532.20 Dynamic Symmetry
532.21
Within every equilateral triangle, we can inscribe a three-bladed propeller, its tips protruded into the three corners. The propeller blades are approximately pear-shaped, and each of the blades is the same shape as the others. The pear-shaped propeller blade is locally asymmetrical. We call this revolvable omnibalanced asymmetry dynamic symmetry.
532.22
We then have three pear-shaped blades at 120 symmetrical degrees from one another. They act as three perpendicular bisectors of an equilateral triangle, crossing each other at the triangle’s center of area and dividing the total triangle into six right triangles, of which three are positive and three are negative. So there are six fundamentals of the triangle that make possible dynamic symmetry. (One part may look like a scalene, but it doesn’t matter because it is always in balance.) Each corner is balanced by its positive and negative—like four streetcorners. This is called dynamic balance. Literally, all machinery is dynamically balanced in this manner.
532.23
Let me take one propeller blade by itself. I am going to split it longitudinally and get an S curve, one in which the rates are changing and no power of the curve is the same.

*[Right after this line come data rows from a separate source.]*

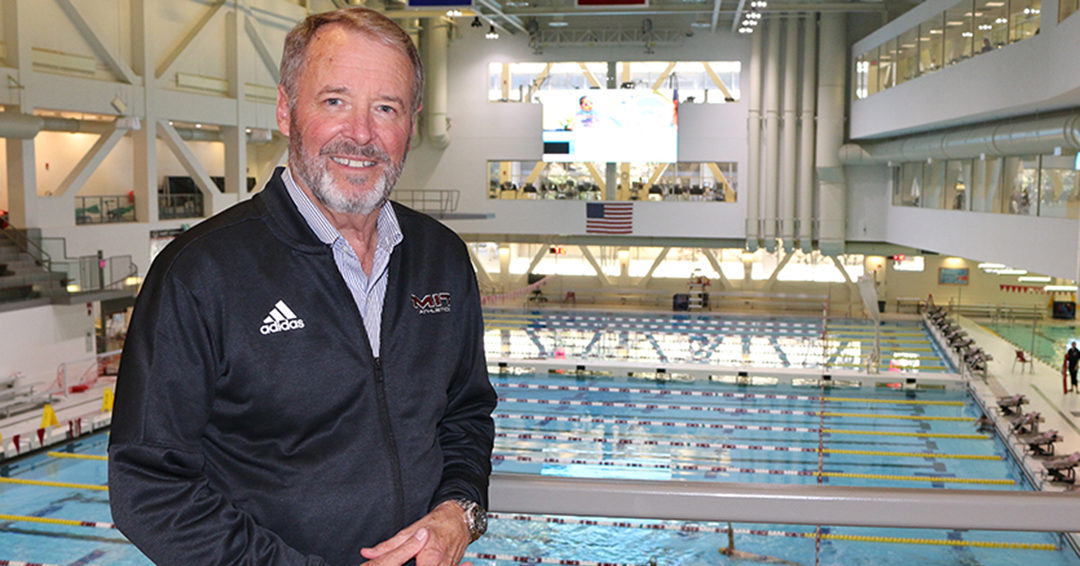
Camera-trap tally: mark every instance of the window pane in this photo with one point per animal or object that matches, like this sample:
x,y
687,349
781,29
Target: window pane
x,y
933,185
1060,190
1067,8
910,185
958,32
987,180
1021,174
991,25
907,66
1024,19
957,182
931,36
887,65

So it is asymmetrical by itself: it is repeated six times: positive, negative, positive, negative … and the six blades come round in dynamic symmetry. The energy forces involved are in beautiful absolute balance. We have energetic balance.
532.30 Symmetrical and Omnisymmetrical
532.31
The difference between symmetrical and omnisymmetrical is that in symmetrical we have no local asymmetries as we do in any one of the propeller blades taken by themselves. Symmetrical means having no local asymmetries, whereas in contradistinction, omnisymmetrical and dynamic symmetry both permit local or momentary asymmetries, or both.
532.32
Universe is omnisymmetrical as well as dynamically symmetrical in its evolutionarily transformative regeneration of scenario Universe.
532.40 Three Basic Omnisymmetrical Systems
532.41
There are only three possible cases of fundamental omnisymmetrical, omnitriangulated, least-effort structural systems in nature: the tetrahedron, with three triangles at each vertex; the octahedron, with four triangles at each vertex; and the icosahedron, with five triangles at each vertex. (See illus. 610.20 and Secs. 724, 1010.20, 1011.30 and 1031.13.)